「ういろう(ういろ)」は室町時代に中国(元)から渡来した「外郎(ういろう)家」という一族が作った薬や、彼らが客をもてなすために作ったお菓子が始まりとされている。菓子の名前が家名(職名)に由来している、非常にユニークな伝来の歴史を持っている。
創業のものがたり
彦根市役所の真ん前、小林製菓舗の店舗前には紫色の白抜きで染め抜いた「彦根銘菓 ういろ」の真新しい陣旗が立っている。少し前までは「彦根ういろ ふるさとの味」だった。
初代は小林貞一さん。日本が戦時体制へと大きく舵を切る激動の時代、中国の戦地で負傷し帰郷。京町の製パン店「小川堂」で再び修業していたが一念発起、大津の和菓子屋に修業の場を移した。
昭和16年、物資不足へ向かうなか独立。昭和20年、現在地に店を構えたのが小林製菓舗の始まりである。貞一さん27歳、妻の千里さん20歳のときである。
二代目の武さん85歳は、初代の味を守ることを第一義とし、日々の製造に精を出した。市の催事場で彦根みやげ品研究会(事務局彦根商工会議所)を通じ、ういろを届け続けたのも懐かしい思い出だという。

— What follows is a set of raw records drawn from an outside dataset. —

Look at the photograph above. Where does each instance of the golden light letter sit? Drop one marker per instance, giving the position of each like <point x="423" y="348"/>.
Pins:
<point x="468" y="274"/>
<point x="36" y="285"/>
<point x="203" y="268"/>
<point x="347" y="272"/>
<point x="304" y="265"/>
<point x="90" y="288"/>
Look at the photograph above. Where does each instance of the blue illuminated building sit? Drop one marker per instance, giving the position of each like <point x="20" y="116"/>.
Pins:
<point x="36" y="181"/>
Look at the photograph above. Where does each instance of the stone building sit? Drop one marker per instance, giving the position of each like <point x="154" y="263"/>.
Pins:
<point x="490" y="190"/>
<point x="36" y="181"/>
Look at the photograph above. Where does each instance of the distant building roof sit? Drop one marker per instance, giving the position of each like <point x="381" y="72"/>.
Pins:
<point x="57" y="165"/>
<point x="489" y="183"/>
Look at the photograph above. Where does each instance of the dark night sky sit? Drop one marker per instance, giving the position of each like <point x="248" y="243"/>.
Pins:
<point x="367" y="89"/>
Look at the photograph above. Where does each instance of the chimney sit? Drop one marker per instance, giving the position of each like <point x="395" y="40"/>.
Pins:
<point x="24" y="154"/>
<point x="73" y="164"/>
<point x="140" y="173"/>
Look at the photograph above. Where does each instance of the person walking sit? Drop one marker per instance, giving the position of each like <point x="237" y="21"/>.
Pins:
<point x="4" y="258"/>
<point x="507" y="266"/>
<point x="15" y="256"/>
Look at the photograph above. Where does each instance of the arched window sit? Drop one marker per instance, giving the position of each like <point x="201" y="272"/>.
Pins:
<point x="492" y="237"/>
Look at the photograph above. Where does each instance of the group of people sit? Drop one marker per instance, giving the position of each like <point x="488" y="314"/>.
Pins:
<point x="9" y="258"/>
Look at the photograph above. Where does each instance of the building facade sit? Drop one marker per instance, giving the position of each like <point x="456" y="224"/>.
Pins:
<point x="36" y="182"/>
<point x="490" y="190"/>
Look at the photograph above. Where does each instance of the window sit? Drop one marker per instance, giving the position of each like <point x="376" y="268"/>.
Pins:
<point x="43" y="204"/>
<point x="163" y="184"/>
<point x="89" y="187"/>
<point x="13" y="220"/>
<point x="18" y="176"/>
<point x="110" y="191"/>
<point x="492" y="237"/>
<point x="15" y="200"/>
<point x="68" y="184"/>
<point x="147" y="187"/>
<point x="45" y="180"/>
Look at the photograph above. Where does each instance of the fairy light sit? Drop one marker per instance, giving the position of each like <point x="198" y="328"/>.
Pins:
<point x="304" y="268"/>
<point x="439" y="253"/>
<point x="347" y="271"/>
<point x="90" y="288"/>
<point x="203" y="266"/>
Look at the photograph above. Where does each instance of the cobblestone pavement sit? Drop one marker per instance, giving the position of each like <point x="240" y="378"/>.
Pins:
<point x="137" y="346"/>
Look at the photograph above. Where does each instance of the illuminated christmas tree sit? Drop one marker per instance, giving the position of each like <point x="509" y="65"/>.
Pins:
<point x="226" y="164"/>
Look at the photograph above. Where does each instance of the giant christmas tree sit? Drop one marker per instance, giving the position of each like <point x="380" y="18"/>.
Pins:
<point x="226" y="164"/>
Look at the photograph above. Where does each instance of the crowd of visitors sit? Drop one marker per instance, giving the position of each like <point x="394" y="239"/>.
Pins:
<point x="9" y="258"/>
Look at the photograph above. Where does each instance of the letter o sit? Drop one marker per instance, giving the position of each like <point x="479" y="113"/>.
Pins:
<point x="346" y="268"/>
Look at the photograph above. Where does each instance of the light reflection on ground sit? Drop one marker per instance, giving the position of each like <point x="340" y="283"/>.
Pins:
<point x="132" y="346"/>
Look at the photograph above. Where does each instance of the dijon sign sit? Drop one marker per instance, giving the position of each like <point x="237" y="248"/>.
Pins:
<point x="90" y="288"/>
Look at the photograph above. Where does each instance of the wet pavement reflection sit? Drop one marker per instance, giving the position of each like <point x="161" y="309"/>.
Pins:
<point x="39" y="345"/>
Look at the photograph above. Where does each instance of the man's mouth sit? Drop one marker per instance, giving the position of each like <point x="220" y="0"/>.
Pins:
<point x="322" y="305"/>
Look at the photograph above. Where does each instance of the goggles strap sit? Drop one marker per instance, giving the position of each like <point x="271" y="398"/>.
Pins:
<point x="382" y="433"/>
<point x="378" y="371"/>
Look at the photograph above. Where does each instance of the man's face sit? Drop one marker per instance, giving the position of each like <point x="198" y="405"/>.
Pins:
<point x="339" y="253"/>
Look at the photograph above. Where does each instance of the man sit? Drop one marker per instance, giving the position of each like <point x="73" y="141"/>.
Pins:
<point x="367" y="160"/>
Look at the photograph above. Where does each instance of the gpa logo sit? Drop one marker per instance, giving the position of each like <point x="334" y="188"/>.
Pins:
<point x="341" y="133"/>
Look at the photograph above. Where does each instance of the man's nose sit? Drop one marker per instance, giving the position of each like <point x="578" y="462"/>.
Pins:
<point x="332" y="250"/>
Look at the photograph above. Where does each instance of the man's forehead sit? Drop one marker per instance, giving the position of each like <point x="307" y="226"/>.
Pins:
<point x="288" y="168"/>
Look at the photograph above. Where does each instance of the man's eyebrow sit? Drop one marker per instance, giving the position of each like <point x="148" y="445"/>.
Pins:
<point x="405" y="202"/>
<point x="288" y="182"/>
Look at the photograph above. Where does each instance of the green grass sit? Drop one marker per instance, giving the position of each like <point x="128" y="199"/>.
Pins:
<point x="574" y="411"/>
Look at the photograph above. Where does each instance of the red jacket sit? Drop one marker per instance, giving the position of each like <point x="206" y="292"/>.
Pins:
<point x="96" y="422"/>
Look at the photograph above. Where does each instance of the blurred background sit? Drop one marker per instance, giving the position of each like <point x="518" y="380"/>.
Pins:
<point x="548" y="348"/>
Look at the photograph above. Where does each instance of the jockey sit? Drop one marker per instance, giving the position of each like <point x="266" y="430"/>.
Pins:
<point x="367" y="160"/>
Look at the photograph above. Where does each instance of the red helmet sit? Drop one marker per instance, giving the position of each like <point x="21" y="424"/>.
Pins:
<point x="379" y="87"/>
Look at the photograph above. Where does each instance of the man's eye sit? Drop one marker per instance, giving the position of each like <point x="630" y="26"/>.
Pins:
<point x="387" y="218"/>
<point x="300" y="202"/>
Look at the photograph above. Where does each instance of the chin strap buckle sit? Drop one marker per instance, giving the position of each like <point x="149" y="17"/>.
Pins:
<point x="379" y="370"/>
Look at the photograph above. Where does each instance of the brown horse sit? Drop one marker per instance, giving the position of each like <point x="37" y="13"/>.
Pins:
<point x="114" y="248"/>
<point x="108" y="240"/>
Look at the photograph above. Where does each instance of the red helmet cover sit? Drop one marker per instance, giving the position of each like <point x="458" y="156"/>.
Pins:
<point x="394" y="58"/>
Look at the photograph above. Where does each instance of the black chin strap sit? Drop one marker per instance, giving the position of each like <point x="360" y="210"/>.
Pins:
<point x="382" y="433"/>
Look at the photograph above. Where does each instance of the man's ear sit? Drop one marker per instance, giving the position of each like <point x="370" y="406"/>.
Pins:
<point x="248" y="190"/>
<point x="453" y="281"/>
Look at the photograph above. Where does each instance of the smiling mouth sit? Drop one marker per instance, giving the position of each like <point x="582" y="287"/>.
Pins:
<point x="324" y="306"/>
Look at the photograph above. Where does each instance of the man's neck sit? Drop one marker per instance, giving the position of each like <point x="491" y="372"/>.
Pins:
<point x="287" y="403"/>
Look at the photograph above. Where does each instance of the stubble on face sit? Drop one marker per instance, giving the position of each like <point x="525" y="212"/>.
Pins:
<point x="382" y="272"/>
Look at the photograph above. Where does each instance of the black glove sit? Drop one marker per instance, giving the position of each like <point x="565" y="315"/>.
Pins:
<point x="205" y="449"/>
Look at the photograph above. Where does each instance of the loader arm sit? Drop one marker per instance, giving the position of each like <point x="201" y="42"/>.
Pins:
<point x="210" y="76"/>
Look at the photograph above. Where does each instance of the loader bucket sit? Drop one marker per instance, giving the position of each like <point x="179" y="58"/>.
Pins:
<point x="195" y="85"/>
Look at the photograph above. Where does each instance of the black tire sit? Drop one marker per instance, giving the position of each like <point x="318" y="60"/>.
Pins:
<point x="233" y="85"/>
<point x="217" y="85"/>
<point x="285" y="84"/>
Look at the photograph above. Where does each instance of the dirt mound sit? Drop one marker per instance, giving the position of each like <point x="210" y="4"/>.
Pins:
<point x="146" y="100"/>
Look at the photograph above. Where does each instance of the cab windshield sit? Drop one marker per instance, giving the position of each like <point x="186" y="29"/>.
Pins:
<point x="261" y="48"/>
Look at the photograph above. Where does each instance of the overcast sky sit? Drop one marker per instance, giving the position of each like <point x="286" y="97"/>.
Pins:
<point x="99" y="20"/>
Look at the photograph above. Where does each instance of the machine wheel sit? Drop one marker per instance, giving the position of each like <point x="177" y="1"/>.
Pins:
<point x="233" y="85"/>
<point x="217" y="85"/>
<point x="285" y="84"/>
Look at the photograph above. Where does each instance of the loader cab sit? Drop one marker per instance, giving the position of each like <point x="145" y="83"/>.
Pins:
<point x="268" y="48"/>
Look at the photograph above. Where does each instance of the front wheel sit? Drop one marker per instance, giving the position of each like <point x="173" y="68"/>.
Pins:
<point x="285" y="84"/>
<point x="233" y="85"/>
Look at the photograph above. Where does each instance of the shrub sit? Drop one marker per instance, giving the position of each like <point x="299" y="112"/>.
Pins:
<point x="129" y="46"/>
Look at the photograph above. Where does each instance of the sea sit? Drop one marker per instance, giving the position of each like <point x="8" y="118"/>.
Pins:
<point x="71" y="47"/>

現在、京都の和菓子店で修業した三代目の貞弘さん56歳が、菓子づくりを担っている。ふるさとの味は、静かに三代にわたって受け継がれてきた。
12種の「彦根ういろ」
取材に訪れた日、観光客や常連のお客が和菓子を買っていた。守山から来たという女性は「いが餅が美味しいのよ」と言う。こし餡をだんごの生地で包み、餅米を載せて蒸し上げたもので、モチモチの食感と餅米のつぶつぶの食感が楽しめるのだという。彦根ういろは主力商品だが、オーソドックスな和菓子にもファンがついている。
さて、ショーケース最上段には、水無月2種と9種の彦根ういろが並んでいる。白砂糖水無月、抹茶水無月、白砂糖、黒砂糖、抹茶、マロン、蜜柑、珈琲、ニッキ、そして夏は桃。マンゴーも加わる(夏場はゴマういろは休止)。過去には、紫蘇、よもぎなどのういろもあった。「水無月」は主に6月30日の「夏越の祓(なごしのはらえ)」の頃に店頭を飾る伝統的な和菓子だが、小林製菓舗では「彦根ういろ」の一つとして捉えているのだろう、年中ラインナップしている。初代は定番の白砂糖、黒砂糖、抹茶の3色ういろを、二代目のとき水無月とマロンういろが加わり、三代目から12種のういろがショーケースに並ぶようになった。
店の接客は武さんの奥様の萬里子さん85歳が担う。彦根城へ続く駅前通りの変遷をその目でずっと見てきた人である。
「小麦粉を練って粘りを出して、コチッとするのではなくフルフルとした食感と感触が特徴です。練り加減、湯加減、蒸し加減が大事ですね。暑い時期には蜜柑がおすすめです」と話す。小麦粉と砂糖と水、一切余計なものを使わず、賞味期限はわずか1日。超デリケートな銘菓彦根ういろなのである。
もうひとつの物語
彦根城の世界遺産登録が現実味を帯びるなか、まちが語る物語は城だけではない。市役所前で三代続く菓子舗の歴史や萬里子さんが見てきた駅前通りの変遷も、訪れる人の記憶に残る「小さな物語」だ。世界遺産登録が叶った後、こうした店の存在が、彦根に温かみと奥行きを与えるのではないだろうか。そういう営みこそ、まちが紡ぐエンターテインメントなのだ。